The deceitful rhetoric and lies that Trump produced in the State of the Union speech need to be countered with the power of a civic literacy. In the struggle against manufactured falsehoods and the ecosystem of hate, civic literacy is a fundamental resource. Living within the truth, as Václav Havel once put it, demands modes of civic education within a variety of sites that use the “power of culture to energize and articulate political issues.” In this instance, civic education demands not only a struggle over ideas but also a struggle over the public institutions and critical spheres that produce, legitimate and sustain such ideas.
Any attempt to defeat Trump must expose the type of lies central to his relentless rallies, tweets, and speeches, while simultaneously building a politics wedded to questioning and holding power accountable. Civic education and a civically minded culture must become central to politics, following the assumption that democracy cannot exist without a democratic formative culture whose task is enacting democratic modes of governing and producing critical thinkers who can call existing institutions and dominant relations of power into question. Under such circumstances, as social critic Cornelius Castoriadis writes, civic literacy provides the cultural workstation in which
“the question of justice” becomes central to “the question of politics.”
Civic literacy and civic education are an antidote to Trump’s culture of lying and manipulation and offer the first line of defense against Trump’s disimagination machines, which include the right-wing press and talk shows as well as reactionary protofascist digital media platforms.

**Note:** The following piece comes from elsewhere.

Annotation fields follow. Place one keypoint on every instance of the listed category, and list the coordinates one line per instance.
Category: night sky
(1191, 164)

Depoliticization is a form of domination in which agency is rendered toxic and unreflective, while critical thinking is disparaged, and real hope is either trivialized or degenerates into cynicism.
Trump’s use of apocalyptic and exaggerated rhetoric in his State of the Union address maligned language, the truth, historical memory and the public good. His speech thus served as a reminder that fascism begins with language. What needs to be also remembered is that civic literacy also begins with language, not as a tool of violence, but as a means for developing collective modes of resistance wedded to real structural changes and planning.

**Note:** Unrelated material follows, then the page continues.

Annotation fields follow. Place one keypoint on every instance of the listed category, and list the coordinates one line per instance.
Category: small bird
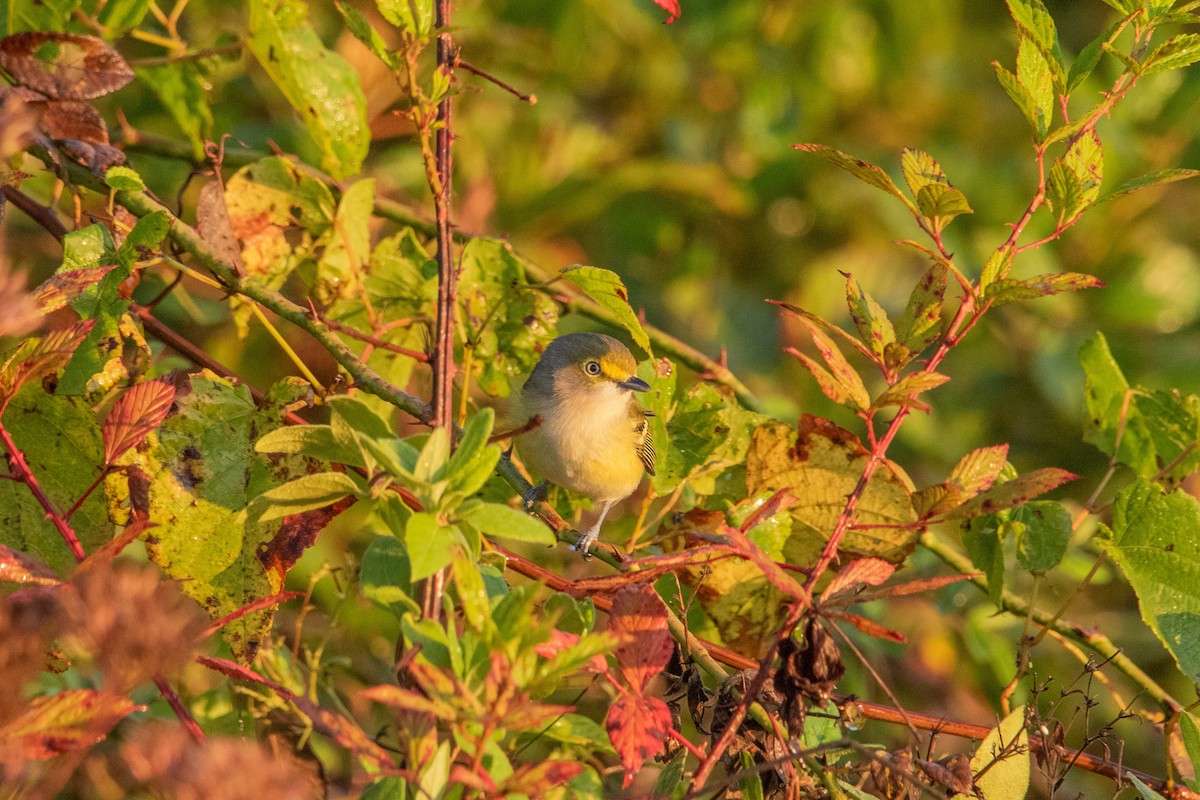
(594, 437)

Trump’s State of the Union address was simply another example of the descent into the constitutional and political abyss in which lawlessness and cruelty have become normalized and buttressed by grandiose claims that abandon any pretense to truth in the service of power. Shifts in language have now made it difficult to imagine the promise of a robust democracy. Let us not forget that civic literacy doesn’t chip away at reality, the truth or democracy; instead, it offers the building blocks for a civic formative culture in which the fascist world of manufactured drama and its underlying straitjacket of common sense can be challenged by individuals who can speak, write and act from a position of agency and empowerment.
Civic literacy is about the possibility of interpretation as an act of intervention that can bridge private troubles to broader systemic forces. Trump’s State of the Union was an ode to capitalism on steroids, a future controlled by the 1 percent, and a politics that substitutes a fascist politics for democratic narratives and struggles for emancipation and social equality. If Trump and his neoliberal counterrevolution are to be defeated, the first step is to expand and develop the formative cultures, critical institutions, modes of identification and forms of civic literacy capable of challenging the violent rhetoric and affective energies of fascism. Only then can we begin to build a popular movement willing to engage in forms of resistance that can overcome the proto-fascistic and racist neoliberal forces that produced Trump.